If you want to take a break from calorie counting and just enjoy Italian comfort food, you must taste this decadent gnocchi.
Let’s be frank here: You don’t want to count the calories in this one, because this is not the usual boiled potato gnocchi you might be expecting. It’s richer. It’s made of ricotta, the mild-flavored, fresh Italian whey cheese, and toasted pancetta, Italy’s answer to bacon. The ricotta makes the gnocchi soft, while the pancetta and Parmesan cheese (another Italian cheese that is called Parmigiano-Reggiano) give the flavor. It doesn’t end there, because to finalize the whole dish, it is rolled in melted butter with fresh sage. One bite, and you will be transported to an Italian kitchen.
Ricotta and pancetta gnocchi recipe
Switching the potatoes with ricotta gives these gnocchi a more delicate texture and pronounced flavor. Butter and pancetta make them richer than the regular boiled potato gnocchi and, I would say, definitely a must-try.
Prep time: 45 minutes | Cook time: 15 minutes | Total time: 1 hour
- 4 ounces pancetta, diced, divided
- 7 ounces ricotta
- 2 eggs
- 2 cups flour
- 1/2 cup grated Parmesan cheese, divided
- Salt and pepper
- Extra-virgin olive oil
- 5 ounces butter
- 6 fresh sage leaves, chopped, leaving a couple whole
- In a small, dry saucepan over low-medium heat, toast the pancetta. Transfer to a plate lined with a paper towel to absorb the excess oil. Let the pancetta cool down.
- In a medium bowl, mix the ricotta, eggs and 1/4 cup of Parmesan for about 5 minutes to make the mixture compact. Add 3/4 of the pancetta along with the salt, pepper and 1 cup of flour, mix, and then gradually add another 1/2 cup of flour, checking the consistency for when the mixture can be shaped into gnocchi. Let the mixture rest for 10 minutes.

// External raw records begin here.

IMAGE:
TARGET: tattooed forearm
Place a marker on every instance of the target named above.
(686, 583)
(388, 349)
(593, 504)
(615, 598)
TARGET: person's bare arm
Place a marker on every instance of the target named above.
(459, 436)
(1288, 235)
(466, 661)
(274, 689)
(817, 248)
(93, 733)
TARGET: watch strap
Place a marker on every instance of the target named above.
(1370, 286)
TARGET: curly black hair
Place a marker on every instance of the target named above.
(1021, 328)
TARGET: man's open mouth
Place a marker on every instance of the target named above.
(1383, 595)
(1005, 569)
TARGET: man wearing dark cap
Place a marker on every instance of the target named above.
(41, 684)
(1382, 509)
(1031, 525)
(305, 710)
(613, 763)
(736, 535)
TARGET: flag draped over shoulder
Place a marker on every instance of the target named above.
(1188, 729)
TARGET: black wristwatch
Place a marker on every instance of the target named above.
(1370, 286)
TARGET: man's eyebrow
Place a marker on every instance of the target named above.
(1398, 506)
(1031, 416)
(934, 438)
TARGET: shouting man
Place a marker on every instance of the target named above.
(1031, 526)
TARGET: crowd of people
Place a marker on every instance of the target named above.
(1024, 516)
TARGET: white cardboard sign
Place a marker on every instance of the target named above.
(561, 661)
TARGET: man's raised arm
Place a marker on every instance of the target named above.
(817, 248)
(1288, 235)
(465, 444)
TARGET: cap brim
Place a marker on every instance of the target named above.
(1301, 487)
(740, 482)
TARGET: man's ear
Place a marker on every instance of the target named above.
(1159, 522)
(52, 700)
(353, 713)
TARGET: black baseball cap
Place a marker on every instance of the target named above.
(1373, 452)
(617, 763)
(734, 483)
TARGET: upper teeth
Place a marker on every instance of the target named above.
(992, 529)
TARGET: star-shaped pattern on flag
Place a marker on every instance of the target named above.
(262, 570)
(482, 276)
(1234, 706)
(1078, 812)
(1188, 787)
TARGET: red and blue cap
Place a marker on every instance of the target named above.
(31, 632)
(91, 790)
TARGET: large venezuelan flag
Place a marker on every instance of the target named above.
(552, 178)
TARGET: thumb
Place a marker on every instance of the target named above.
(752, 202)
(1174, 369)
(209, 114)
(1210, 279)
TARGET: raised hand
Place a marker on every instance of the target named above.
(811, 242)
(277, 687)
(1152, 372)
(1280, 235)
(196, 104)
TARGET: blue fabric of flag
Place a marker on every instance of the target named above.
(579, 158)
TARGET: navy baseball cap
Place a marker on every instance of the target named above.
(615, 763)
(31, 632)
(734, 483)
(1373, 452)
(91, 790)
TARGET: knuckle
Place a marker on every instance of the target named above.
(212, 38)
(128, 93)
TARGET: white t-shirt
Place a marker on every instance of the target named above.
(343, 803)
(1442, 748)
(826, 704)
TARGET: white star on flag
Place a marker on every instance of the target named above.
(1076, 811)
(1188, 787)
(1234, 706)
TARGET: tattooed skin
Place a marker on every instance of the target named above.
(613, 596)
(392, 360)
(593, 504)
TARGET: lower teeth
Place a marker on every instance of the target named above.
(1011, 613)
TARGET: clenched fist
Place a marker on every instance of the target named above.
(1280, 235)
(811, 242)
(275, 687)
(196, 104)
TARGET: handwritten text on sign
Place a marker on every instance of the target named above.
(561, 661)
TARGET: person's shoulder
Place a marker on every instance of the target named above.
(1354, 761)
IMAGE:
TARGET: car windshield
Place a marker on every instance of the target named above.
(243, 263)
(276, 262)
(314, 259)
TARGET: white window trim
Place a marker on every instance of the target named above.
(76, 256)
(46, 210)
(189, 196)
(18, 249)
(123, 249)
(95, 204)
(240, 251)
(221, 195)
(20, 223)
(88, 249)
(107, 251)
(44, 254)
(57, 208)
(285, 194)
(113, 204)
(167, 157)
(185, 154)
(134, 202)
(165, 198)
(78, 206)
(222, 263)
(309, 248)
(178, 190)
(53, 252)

- Sprinkle a plate with the remaining 1/2 cup of flour. Sprinkle some flour on your hands too, and then shape the gnocchi between your palms. Lay the shaped gnocchi on the plate.
- In a saucepan with olive oil over medium heat, brown the gnocchi on all sides. Cook in batches if needed.
- When all the gnocchi are almost cooked, get another big saucepan to prepare the sauce. Over low heat, melt the butter with the sage.
- Transfer the cooked gnocchi and remaining pancetta to the saucepan with the butter and sage. Toss together for 2 minutes, and then transfer to the serving plate.
- Sprinkle with the remaining Parmesan, garnish with the remaining whole sage leaves, and then serve immediately.
Note: These gnocchi are good only when eaten right after cooking. Avoid reheating if possible.